Pada tahun 1970-an, Indonesia memiliki pabrik pupuk PT. Asean Aceh Fertilizer (AAF) di Aceh. Pabrik pupuk tersebut merupakan salah satu kebanggan bangsa Indonesia, yang menjadi “simbol kemandirian” pertanian Indonesia. Namun apa dikata, pada tahun 2000, pabrik pupuk ini terpaksa dilikuidasi karena tidak mendapatkan pasokan gas, setelah PT. Exxon Mobil Oil –perusahaan minyak dari AS– tidak lagi mau menyupli gas. Nasib yang sama juga menimpa PT. Pupuk Iskandar Muda (PIM) II. Selama satu tahun, pabrik pupuk ini tidak beroperasi. Baru mulai beroperasi kembali sekitar pertengah April 2006, setelah mendapatkan pasokan gas dari Exxon Mobil Oil, itu pun hanya sampai Oktober 2006 saja. Sedangkan untuk PIM I, sampai Oktober 2006 tidak mendapat kontrak mengenai pasokan gas, sehingga pabrik tersebut tidak beroperasi.
Pasokan gas ke PT. Pupuk Kujang 1B juga belum ada kepastian. Pabrik Kujang 1B yang baru saja diresmikan Presiden SBY, pada April 2006, ternyata hanya memiliki kontrak pasokan gas selama tiga tahun, yakni 1 Januari 2006 hingga 31 Desember 2006.
Semua ini terjadi bukan karena jumlah produksi gas tidak mencukupi kebutuhan; melainkan, produksi gas yang ada lebih banyak dialokasikan untuk memenuhi kontrak pembelian dari luar negeri, terutama Jepang dan Korea. Alasannya karena harga gas di luar negeri jauh lebih tinggi dibanding dalam negeri.
Di luar negeri harga gas mencapai US$ 9,15 per mmBtu, sedangkan harga gas untuk pabrik pupuk hanya sekitar US$ 2-3,2 per mmBtu. Parahnya lagi, sikap demikian ini tidak hanya dilakukan oleh perusahaan swasta seperti PT. Exxon Mobil Oil, tetapi juga dilakukan oleh Pertamina, yang notabene merupakan perusahaan milik negara. Akibatnya kepentingan dalam negeri justru terabaikan, hanya untuk mengejar keuntungan yang belum tentu secara efektif masuk ke kas negara.

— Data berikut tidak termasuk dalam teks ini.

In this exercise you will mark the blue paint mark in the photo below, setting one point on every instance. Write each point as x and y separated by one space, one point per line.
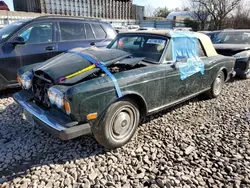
101 66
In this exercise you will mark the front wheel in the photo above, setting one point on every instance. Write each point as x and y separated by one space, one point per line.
246 76
217 85
118 124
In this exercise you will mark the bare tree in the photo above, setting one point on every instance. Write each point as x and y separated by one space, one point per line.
200 13
149 10
218 10
241 17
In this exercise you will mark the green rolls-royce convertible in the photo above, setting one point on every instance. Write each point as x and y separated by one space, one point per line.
108 91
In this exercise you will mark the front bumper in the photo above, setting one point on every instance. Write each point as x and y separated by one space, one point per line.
54 122
232 74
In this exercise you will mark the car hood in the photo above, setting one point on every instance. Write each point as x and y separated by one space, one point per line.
68 63
232 47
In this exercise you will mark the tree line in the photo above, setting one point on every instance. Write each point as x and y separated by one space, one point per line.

Ini semua terjadi akibat pengelolaan sektor pertambangan, termasuk gas, yang didasarkan pada prinsip liberal-kapitalistik. Dengan prinsip ini, pemerintah memposisikan diri seolah sebagai penjual, sementara rakyat diposisikan sebegai pembeli. Pemerintah juga memposisikan diri seolah sebagai pemilik tambang, yang punya otoritas untuk memberikan hak penguasaan tambang kepada swasta, baik dalam negeri maupun asing. Dengan prinsip seperti ini, kepentingan dan hak-hak rakyat untuk mendapatkan manfaat dari hasil tambang sudah pasti akan terabaikan.
Adapun masalah kedua, yaitu kelangkaan pupuk akibat disparitas harga, hal ini terjadi karena di Indonesia diberlakukan dua harga pupuk, yaitu pupuk subsidi untuk petani dan pupuk non subsidi untuk perusahaan perkebunan dan industri. Saat ini pemerintah menetapkan HET (harga eceran tertinggi) untuk pupuk urea bersubsidi sebesar Rp. 1200/kg. Sedangkan harga pupuk non subsidi berkisar antara Rp. 1600 – Rp. 2000 per kilogram. Disparitas harga ini mendorong oknum-oknum distributor dan pedagang pupuk yang ingin meraup keuntungan sepihak melakukan kecurangan dengan menjual pupuk subsidi ke perusahaan perkebunan dan industri. Akibatnya petani kecil justru tidak kebagian pupuk bersubsidi.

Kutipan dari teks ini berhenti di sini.